To create a new time series sync, navigate directly to https://<domain>/workspace/time-series-catalog-app/new
. You will be prompted to choose a location to save your sync, which must be in a Project that contains your time series dataset or imports it as a reference.
Select your time series dataset as the input, then complete the mapping of your dataset columns to the time series sync's Series ID, Value, and Timestamp. If your Timestamp column is a Long
type, specify if it is a SECONDS
, MILLISECONDS
, MICROSECONDS
, or NANOSECONDS
unit.
When the time series sync builds, it syncs metadata from the time series dataset, enabling Foundry to index your time series data in its time series database on demand.
Restricted Views limit dataset access to only the rows that a user has permission to view. When working with an object type backed by a Restricted View, you must configure your time series sync to stop inheriting Markings.
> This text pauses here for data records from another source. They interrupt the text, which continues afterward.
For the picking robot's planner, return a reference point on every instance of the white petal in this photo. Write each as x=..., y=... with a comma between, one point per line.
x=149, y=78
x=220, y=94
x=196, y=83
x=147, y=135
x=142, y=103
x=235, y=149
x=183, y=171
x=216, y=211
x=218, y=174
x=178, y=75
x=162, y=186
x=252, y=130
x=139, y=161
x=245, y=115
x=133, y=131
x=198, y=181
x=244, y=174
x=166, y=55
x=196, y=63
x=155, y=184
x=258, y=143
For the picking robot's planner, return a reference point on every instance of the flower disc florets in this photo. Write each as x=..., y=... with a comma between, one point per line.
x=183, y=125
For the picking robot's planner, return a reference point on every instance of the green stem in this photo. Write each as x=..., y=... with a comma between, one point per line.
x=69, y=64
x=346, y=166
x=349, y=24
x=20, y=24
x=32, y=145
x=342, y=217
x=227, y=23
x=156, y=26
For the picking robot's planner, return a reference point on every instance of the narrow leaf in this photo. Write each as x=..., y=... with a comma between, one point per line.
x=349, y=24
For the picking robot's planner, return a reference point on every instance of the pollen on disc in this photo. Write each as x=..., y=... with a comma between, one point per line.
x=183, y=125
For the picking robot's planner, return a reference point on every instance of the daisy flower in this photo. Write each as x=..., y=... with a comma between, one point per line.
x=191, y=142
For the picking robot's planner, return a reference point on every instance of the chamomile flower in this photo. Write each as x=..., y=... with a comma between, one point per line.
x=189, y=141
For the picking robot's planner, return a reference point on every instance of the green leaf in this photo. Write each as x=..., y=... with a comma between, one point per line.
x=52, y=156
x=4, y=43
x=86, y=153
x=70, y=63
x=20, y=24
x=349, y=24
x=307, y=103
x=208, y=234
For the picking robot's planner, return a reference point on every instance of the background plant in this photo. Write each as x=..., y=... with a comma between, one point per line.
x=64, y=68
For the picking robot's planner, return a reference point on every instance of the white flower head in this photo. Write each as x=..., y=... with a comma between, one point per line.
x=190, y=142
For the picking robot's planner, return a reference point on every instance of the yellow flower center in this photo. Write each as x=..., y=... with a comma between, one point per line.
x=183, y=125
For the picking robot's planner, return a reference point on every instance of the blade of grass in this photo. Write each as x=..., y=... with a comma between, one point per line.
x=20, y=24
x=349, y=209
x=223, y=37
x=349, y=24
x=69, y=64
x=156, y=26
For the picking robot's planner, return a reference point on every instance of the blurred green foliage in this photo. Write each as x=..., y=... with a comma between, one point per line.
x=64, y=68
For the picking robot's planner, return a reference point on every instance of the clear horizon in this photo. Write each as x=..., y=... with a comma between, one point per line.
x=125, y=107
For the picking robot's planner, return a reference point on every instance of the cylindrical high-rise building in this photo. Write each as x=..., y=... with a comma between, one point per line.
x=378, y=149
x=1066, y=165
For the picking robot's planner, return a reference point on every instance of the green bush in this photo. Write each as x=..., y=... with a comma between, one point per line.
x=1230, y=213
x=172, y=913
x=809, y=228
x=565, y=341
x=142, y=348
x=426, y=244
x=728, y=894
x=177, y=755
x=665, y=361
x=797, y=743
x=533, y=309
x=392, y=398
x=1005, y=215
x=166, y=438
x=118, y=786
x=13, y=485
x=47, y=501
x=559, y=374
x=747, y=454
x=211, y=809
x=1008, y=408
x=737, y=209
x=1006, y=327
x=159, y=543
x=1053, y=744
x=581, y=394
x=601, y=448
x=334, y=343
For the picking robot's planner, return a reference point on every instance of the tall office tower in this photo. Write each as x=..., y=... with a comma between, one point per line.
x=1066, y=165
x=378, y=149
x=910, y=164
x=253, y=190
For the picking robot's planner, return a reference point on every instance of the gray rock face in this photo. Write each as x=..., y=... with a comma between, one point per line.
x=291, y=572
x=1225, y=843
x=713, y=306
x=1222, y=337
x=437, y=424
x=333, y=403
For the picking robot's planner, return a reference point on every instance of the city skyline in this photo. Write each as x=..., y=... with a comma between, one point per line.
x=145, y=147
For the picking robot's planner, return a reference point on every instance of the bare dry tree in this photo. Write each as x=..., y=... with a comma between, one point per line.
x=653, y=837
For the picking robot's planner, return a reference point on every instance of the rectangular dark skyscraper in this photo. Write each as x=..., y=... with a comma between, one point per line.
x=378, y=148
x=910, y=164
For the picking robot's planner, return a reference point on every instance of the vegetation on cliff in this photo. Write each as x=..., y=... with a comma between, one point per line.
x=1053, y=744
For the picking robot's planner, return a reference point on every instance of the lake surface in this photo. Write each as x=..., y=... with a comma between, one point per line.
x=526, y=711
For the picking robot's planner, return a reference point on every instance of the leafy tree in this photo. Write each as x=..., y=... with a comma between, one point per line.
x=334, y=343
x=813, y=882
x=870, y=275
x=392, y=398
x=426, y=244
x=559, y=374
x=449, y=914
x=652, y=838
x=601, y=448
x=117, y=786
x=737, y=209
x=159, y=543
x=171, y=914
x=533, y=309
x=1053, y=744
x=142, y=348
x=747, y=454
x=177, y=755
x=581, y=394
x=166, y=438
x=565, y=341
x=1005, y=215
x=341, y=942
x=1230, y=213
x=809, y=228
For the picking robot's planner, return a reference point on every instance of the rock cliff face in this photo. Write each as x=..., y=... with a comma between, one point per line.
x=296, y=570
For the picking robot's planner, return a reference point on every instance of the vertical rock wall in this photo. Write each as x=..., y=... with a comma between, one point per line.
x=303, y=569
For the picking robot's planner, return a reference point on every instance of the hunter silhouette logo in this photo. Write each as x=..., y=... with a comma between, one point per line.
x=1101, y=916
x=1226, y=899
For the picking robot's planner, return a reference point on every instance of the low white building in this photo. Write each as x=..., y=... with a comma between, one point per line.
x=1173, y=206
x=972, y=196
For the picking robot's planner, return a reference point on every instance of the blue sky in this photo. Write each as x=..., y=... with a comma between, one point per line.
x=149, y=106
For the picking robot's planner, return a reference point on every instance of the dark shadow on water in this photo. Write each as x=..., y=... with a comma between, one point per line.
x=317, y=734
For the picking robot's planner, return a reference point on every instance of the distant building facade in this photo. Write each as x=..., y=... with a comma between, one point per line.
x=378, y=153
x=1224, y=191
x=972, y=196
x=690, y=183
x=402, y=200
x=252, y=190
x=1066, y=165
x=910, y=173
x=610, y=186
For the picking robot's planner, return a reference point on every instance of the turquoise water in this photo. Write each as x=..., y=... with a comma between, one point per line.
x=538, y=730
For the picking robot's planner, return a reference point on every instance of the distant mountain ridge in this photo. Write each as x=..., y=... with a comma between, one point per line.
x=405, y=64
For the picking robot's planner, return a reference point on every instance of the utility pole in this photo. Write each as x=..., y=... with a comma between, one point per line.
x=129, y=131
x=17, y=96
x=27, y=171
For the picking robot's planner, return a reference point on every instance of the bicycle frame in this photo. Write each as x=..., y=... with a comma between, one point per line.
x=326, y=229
Stop inheriting each Marking on the time series dataset by selecting Stop inheriting next to the Marking.
When you are finished, select Save at the top of the page.
While it is possible to configure Spark profiles for time series sync builds, this is very rarely necessary.
By default, the sync will be scheduled to run when the input time series dataset updates. We recommend this setting to ensure your time series data is kept up-to-date.
If you wrote intersecting series IDs in another time series sync and would like to replace that sync with a new one, you can specify the old sync under Show advanced options > Overwrite series from other syncs backed by other datasets. Doing this will cause the old sync to fail, and it should then be trashed.
You may generate the time series object type backing dataset by your preferred method, and it should conform to the schema specified in the glossary.
To automatically generate the time series object type backing dataset, you can generate it in the same transform as your time series dataset where you can take the distinct set of series IDs and extract/map metadata from/to them. In an incremental pipeline, you can use the merge and append pattern to achieve this.
Follow the standard process to create an object type on your time series object type backing dataset. It is also possible to generate the object type directly from the dataset by selecting All actions > Create object type in the dataset preview. When creating the object type, configure it for time series by specifying which properties should be time series properties.